Reading list for April 2005
I haven't done much reading this month (other than work-related stuff that is far too dull to mention here), just a few pages of Döblin at breakfast and a few pages of von Ranke before sleep (and sometimes in the middle of the night).
The Döblin is turning out very interesting. The Thirty Years' War was a particularly horrible time (a religious uprising brutally repressed, turned into a civil war, which turned into an international conflict), and Wallenstein is one of the principal villains of the period: ambitious, cunning, greedy, relentless, brutal, and with an eye for exploitable weaknesses in others.

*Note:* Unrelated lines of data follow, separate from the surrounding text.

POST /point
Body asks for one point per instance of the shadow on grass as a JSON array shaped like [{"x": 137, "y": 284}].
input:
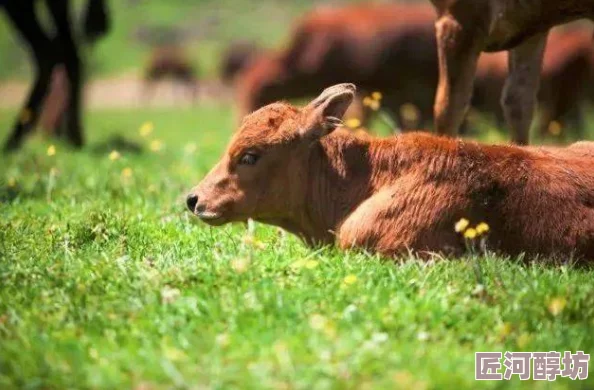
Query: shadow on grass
[{"x": 118, "y": 143}]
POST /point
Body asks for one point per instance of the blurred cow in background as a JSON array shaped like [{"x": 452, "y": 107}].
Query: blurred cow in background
[
  {"x": 380, "y": 47},
  {"x": 237, "y": 57},
  {"x": 48, "y": 53},
  {"x": 170, "y": 62},
  {"x": 566, "y": 78},
  {"x": 465, "y": 28}
]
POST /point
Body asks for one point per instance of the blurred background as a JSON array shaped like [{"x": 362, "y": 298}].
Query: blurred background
[{"x": 244, "y": 54}]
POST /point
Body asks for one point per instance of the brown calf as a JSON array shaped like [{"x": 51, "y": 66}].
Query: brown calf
[
  {"x": 291, "y": 167},
  {"x": 566, "y": 75},
  {"x": 465, "y": 28},
  {"x": 381, "y": 47}
]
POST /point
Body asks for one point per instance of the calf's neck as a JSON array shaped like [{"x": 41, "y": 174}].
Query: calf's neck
[{"x": 298, "y": 169}]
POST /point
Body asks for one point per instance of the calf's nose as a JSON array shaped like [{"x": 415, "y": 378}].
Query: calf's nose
[{"x": 191, "y": 201}]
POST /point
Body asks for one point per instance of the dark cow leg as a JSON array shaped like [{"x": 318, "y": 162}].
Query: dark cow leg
[
  {"x": 458, "y": 53},
  {"x": 22, "y": 15},
  {"x": 518, "y": 98},
  {"x": 72, "y": 63}
]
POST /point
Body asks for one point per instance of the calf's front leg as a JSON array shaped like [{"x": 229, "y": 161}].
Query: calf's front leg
[{"x": 404, "y": 217}]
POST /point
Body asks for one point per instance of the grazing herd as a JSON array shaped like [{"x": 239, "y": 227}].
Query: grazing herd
[
  {"x": 297, "y": 169},
  {"x": 49, "y": 51},
  {"x": 300, "y": 169}
]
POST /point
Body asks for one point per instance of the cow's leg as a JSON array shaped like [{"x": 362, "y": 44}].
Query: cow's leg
[
  {"x": 22, "y": 15},
  {"x": 518, "y": 98},
  {"x": 403, "y": 216},
  {"x": 72, "y": 63},
  {"x": 458, "y": 52}
]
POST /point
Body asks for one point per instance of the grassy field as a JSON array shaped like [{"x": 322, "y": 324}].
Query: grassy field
[
  {"x": 207, "y": 26},
  {"x": 106, "y": 282}
]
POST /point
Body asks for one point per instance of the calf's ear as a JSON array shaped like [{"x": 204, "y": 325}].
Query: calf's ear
[{"x": 324, "y": 113}]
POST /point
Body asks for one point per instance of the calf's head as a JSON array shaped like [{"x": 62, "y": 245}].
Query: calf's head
[{"x": 264, "y": 171}]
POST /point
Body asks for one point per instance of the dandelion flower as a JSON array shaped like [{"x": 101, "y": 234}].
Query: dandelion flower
[
  {"x": 127, "y": 172},
  {"x": 410, "y": 112},
  {"x": 461, "y": 225},
  {"x": 317, "y": 321},
  {"x": 190, "y": 148},
  {"x": 146, "y": 129},
  {"x": 114, "y": 155},
  {"x": 554, "y": 128},
  {"x": 556, "y": 306},
  {"x": 482, "y": 228},
  {"x": 156, "y": 145},
  {"x": 311, "y": 264},
  {"x": 168, "y": 294},
  {"x": 523, "y": 340},
  {"x": 374, "y": 105},
  {"x": 352, "y": 123},
  {"x": 350, "y": 279},
  {"x": 223, "y": 339},
  {"x": 25, "y": 116},
  {"x": 240, "y": 265},
  {"x": 470, "y": 233}
]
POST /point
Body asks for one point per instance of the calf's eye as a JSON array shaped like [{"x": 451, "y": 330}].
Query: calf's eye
[{"x": 248, "y": 159}]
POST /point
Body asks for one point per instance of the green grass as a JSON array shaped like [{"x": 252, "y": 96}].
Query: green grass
[
  {"x": 106, "y": 282},
  {"x": 211, "y": 26}
]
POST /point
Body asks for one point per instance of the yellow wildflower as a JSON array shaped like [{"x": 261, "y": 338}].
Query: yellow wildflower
[
  {"x": 555, "y": 128},
  {"x": 311, "y": 264},
  {"x": 317, "y": 321},
  {"x": 461, "y": 225},
  {"x": 127, "y": 172},
  {"x": 223, "y": 339},
  {"x": 410, "y": 112},
  {"x": 146, "y": 129},
  {"x": 240, "y": 265},
  {"x": 482, "y": 228},
  {"x": 114, "y": 155},
  {"x": 556, "y": 306},
  {"x": 190, "y": 148},
  {"x": 352, "y": 123},
  {"x": 470, "y": 233},
  {"x": 523, "y": 340},
  {"x": 25, "y": 116},
  {"x": 350, "y": 279},
  {"x": 156, "y": 145}
]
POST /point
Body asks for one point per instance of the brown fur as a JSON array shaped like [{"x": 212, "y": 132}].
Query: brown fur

Katja Blomberg walks a narrow and slippery rope spanned between her apparent desire to tell us where the bones are buried in the business of collecting art, and the obsequious kid-glove handling that the big collectors demand. Were Blomberg to state outright e.g. that Bernd Künne acted immorally (though not illegally) in selling for personal profit works that had been presented the year before at the public's expense in a national gallery, she would (as the saying goes) never work again. We are left to read between the lines and become outraged on our own.
Currently reading
Alfred Döblin, Wallenstein in German - still!
Leopold von Ranke, Geschichte des Altertums in German - still!
Recently read
Katja Blomberg Wie Kunstwerte entstehen in German.